The Green Elders were gentle yet firm as they pulled Awa away. The sun was a white disk in gray. Awa kept looking back until Mother and Kenu disappeared in the mist hugging the herb garden. Awa wanted to shriek. What good would that do? She forced herself to remember every Smokeland moment. Drawing a map in her mind was better than burning with rage.

 

 

5

 

Storm


The first week of Council was as unreasonable and frustrating as fighting with Nuar and Samina. In an afternoon break, Djola escaped to a south wall of the emperor’s citadel—a maze of domes, columns, gates, and towers. He was a solitary figure in an Anawanama travel cloak and mesh veil. The third void-storm in a week roared through the capital.

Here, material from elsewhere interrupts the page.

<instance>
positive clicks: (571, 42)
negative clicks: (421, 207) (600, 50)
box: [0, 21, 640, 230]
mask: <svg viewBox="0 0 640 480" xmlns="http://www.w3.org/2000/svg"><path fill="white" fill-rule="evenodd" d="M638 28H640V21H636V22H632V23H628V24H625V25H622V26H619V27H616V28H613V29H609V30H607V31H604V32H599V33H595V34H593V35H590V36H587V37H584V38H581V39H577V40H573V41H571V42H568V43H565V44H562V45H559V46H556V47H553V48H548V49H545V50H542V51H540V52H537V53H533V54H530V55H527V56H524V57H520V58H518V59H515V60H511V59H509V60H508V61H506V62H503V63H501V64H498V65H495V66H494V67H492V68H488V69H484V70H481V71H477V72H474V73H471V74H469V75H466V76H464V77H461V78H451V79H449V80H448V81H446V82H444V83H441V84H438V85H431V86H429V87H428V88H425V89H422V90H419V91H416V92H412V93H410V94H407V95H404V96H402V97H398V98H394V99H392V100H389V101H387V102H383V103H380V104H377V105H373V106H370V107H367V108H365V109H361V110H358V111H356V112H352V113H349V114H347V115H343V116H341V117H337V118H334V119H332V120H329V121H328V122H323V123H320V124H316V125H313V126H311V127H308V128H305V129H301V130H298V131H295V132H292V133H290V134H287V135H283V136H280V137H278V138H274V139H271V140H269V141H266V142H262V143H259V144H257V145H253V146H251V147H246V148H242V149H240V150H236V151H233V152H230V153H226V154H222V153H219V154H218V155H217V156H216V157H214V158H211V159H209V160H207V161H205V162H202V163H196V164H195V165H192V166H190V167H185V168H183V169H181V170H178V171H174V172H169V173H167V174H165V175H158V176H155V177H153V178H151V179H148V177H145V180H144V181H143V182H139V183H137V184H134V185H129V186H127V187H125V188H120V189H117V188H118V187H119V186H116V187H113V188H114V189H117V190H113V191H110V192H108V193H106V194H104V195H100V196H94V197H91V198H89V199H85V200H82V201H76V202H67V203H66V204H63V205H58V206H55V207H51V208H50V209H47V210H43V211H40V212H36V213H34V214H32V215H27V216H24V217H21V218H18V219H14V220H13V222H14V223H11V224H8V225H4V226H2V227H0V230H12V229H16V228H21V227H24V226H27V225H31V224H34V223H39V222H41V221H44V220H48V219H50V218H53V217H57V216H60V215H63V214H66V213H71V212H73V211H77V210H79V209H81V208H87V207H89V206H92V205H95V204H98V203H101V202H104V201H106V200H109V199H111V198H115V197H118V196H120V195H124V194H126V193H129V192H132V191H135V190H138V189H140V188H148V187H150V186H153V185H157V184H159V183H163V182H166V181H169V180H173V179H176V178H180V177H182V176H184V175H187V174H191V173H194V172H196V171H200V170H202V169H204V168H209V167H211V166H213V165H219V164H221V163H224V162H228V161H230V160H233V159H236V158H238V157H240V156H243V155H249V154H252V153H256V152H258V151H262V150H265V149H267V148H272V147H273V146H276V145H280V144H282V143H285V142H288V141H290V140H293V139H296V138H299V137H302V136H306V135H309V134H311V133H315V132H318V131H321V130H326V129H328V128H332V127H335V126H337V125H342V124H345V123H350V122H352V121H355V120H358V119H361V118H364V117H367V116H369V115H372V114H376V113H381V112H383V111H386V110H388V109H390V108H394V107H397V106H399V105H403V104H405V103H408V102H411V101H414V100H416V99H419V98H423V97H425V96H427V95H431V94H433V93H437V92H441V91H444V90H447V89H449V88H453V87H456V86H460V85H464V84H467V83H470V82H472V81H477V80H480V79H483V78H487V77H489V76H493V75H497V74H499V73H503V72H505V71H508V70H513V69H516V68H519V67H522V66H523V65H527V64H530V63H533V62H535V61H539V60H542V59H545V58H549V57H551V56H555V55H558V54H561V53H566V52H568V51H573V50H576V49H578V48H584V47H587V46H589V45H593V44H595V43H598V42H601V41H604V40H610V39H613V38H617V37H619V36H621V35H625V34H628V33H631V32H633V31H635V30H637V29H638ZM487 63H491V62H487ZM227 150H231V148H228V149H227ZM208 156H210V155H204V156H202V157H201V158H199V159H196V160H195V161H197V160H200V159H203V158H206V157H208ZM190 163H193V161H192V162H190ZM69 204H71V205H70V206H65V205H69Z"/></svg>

This wasn’t a regular wall of sand blowing in from distant dunes and blotting out the sky. Rogue twisters popped up here and there from nowhere, from static and shimmer. People barricading windows were too late. Whirligigs snaked through the streets, searing cheeks, burning lungs, and desiccating ancient cathedral trees. The library’s onion domes were engulfed in sooty sparks. Stone turrets swayed in a shower of static. Wooden shops and hovels rattled. Thatched roofs lifted up and spun away.